In my previous post I examined a fictitious trading engine and compared a Java based blocking solution to a Node.js based non-blocking solution. At the end of the post I wrote that:
I suspect that following the recent success of Node.js, more and more asynchronous Java libraries will start to appear.
Well such libraries already exist, for example: Akka, Spray, and this Mysql async driver.
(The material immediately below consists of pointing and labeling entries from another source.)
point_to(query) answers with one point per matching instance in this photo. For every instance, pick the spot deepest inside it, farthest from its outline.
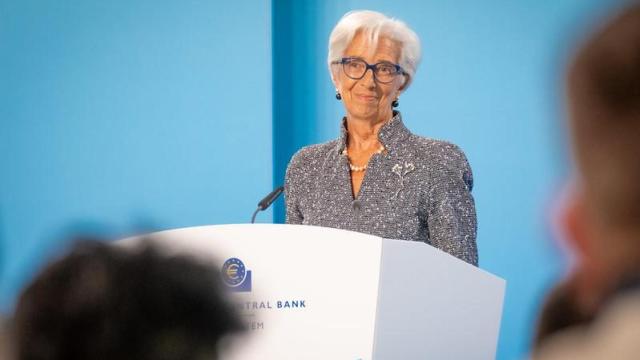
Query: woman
(378, 177)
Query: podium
(319, 293)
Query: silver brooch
(402, 171)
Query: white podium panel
(319, 293)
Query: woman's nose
(368, 79)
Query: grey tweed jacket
(418, 189)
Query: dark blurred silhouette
(595, 313)
(106, 302)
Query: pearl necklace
(360, 168)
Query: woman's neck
(363, 133)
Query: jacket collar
(390, 135)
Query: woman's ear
(589, 273)
(406, 80)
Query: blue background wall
(124, 116)
(138, 115)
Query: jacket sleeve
(451, 213)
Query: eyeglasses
(383, 72)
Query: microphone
(267, 201)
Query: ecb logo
(236, 276)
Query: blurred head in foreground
(106, 302)
(602, 218)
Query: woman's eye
(386, 69)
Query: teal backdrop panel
(123, 116)
(491, 82)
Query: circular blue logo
(233, 272)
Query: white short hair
(374, 25)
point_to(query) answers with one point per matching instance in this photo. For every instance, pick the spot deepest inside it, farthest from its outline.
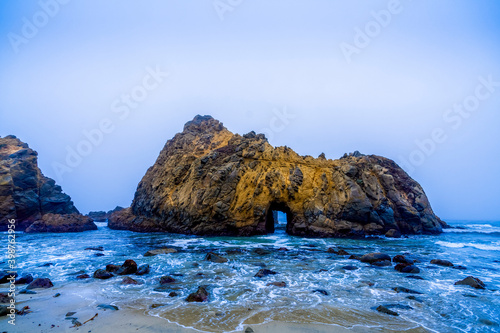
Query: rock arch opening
(278, 217)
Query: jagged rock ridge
(27, 196)
(209, 181)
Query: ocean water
(238, 299)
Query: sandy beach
(49, 314)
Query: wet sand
(49, 313)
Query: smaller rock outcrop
(62, 223)
(102, 216)
(472, 282)
(28, 197)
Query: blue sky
(414, 81)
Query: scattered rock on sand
(26, 279)
(400, 259)
(155, 252)
(393, 233)
(40, 283)
(349, 268)
(471, 281)
(441, 262)
(112, 268)
(407, 268)
(107, 307)
(143, 269)
(4, 276)
(167, 279)
(129, 280)
(406, 290)
(385, 310)
(128, 267)
(201, 295)
(102, 274)
(265, 272)
(83, 276)
(97, 248)
(321, 291)
(372, 258)
(215, 258)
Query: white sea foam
(495, 246)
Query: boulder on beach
(167, 280)
(201, 295)
(40, 283)
(472, 282)
(61, 223)
(209, 181)
(264, 272)
(27, 196)
(442, 262)
(215, 258)
(155, 252)
(102, 274)
(142, 270)
(407, 268)
(372, 258)
(128, 267)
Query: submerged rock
(406, 290)
(265, 272)
(61, 223)
(215, 258)
(142, 270)
(129, 280)
(472, 282)
(26, 279)
(372, 258)
(201, 295)
(102, 274)
(40, 283)
(441, 262)
(128, 267)
(385, 310)
(407, 268)
(27, 196)
(167, 280)
(321, 291)
(209, 181)
(155, 252)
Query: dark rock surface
(472, 282)
(40, 283)
(209, 181)
(201, 295)
(442, 262)
(27, 196)
(102, 216)
(372, 258)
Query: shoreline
(49, 315)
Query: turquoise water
(237, 298)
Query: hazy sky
(415, 81)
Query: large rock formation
(26, 195)
(209, 181)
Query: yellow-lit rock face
(209, 181)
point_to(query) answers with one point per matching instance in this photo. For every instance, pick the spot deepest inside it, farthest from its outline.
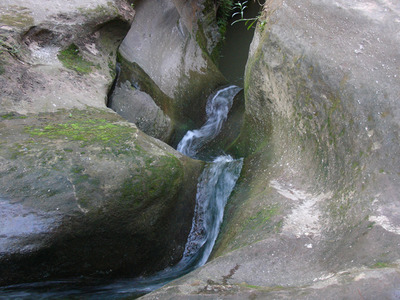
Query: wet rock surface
(315, 213)
(84, 192)
(169, 47)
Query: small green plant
(71, 59)
(249, 22)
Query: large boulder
(138, 107)
(59, 55)
(84, 192)
(316, 212)
(167, 54)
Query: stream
(214, 187)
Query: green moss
(17, 16)
(12, 115)
(380, 265)
(71, 59)
(88, 132)
(153, 181)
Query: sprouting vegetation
(71, 59)
(6, 47)
(239, 9)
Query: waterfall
(213, 190)
(217, 110)
(214, 187)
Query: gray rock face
(139, 108)
(83, 192)
(316, 212)
(168, 52)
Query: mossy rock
(116, 199)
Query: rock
(100, 197)
(139, 108)
(316, 211)
(83, 191)
(166, 61)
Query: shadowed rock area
(83, 192)
(315, 213)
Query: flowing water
(213, 190)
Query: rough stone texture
(138, 107)
(169, 53)
(83, 192)
(32, 33)
(316, 211)
(86, 193)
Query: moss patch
(17, 16)
(72, 59)
(111, 136)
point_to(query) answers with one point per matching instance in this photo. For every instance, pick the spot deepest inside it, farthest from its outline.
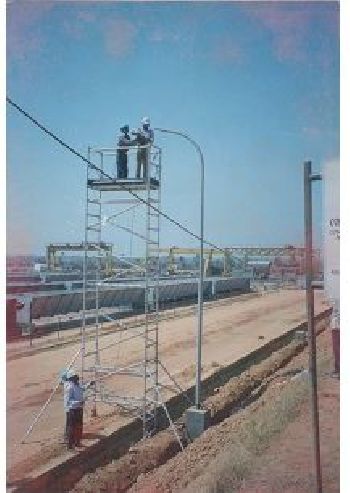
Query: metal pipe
(201, 268)
(308, 178)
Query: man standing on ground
(74, 403)
(145, 136)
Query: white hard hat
(71, 373)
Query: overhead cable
(102, 172)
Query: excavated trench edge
(62, 477)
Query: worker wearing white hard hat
(124, 142)
(144, 137)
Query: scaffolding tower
(117, 195)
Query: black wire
(96, 168)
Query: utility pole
(308, 179)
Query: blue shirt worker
(144, 136)
(73, 405)
(122, 154)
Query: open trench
(115, 463)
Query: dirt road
(230, 331)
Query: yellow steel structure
(208, 252)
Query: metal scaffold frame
(147, 367)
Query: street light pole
(201, 268)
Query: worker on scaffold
(144, 136)
(124, 140)
(73, 405)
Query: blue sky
(256, 84)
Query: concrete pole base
(197, 420)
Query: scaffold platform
(120, 184)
I set myself the challenge of creating a non-blocking Java based solution using exactly those libraries, so that I could compare its performance to that of the Node.js solution created for the last article. The first thing you might have noticed is that these are all Scala based libraries, but I wrote this solution in Java even though it is a little less syntactically elegant. In the last article I introduced a solution based upon Akka whereby the trading engine was wrapped in an actor. Here, I have dropped Tomcat as the HTTP server and replaced it with Spray, which neatly integrates the HTTP server straight into Akka. In theory this should make no difference to performance, because Spray is NIO just as Tomcat 8 is, out of the box. But what attracted me to this solution was that overall, the number of threads is greatly reduced, as Spray, Akka and the async Mysql library all use the same execution context. Running on my Windows development machine, Tomcat has over 30 threads compared to just a few over 10 for the solution built here, or compared to Websphere or JBoss where there are hundreds of threads. The execution context is basically a pool of threads which run tasks that are given to it. Since all the libraries used in the solution presented here were non-blocking, the number of threads can be kept low and close to the theoretical optimum, so that as little context switching takes place as possible, making the process run efficiently.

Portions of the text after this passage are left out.